# How does FreeBSD make use of SATA's NCQ?



## coopci (Mar 4, 2009)

It seems that the ata requests are always software-sorted in ata_queue_request(/sys/dev/ata/Ata-queue.c) unless (ch->state & ATA_STALL_QUEUE). And this process has nothing to do with specific HBA driver. So I can't image how FreeBSD makes use of SATA's NCQ.


----------



## trev (Mar 4, 2009)

This came up on one of the mailing lists mid-last year and the answer then was FreeBSD makes no use of NCQ as soren@ needed to add it code to the FreeBSD driver to make use of it and soren@ was otherwise busy with life.
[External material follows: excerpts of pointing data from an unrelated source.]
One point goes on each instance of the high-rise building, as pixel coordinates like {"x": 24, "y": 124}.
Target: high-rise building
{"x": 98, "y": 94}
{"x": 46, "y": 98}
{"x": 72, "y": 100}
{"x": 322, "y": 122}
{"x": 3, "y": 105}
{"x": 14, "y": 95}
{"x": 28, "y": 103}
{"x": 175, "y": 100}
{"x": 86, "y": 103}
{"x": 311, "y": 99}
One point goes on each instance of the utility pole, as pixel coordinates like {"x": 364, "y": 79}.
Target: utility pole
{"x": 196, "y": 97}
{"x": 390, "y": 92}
I've seen no updates since though.


----------



## coopci (Mar 4, 2009)

trev said:
			
		

> This came up on one of the mailing lists mid-last year and the answer then was FreeBSD makes no use of NCQ as soren@ needed to add it code to the FreeBSD driver to make use of it and soren@ was otherwise busy with life.
> 
> I've seen no updates since though.



Thanks..... Does that mean I must modify ata-layer in addition to write a driver with NCQ to enable this feature?


----------



## Maledictus (Mar 12, 2009)

Seems so.


----------



## trasz@ (Feb 5, 2010)

Note that in FreeBSD 8.0 there is new driver called ahci(4), which uses CAM (previously used only by SCSI drives) instead of the old ata(4) infrastructure.  One of the advantages over ata(4) is the efficient use of NCQ.  This is still being improved in FreeBSD-CURRENT, but what's in 8.0 works very well already.


----------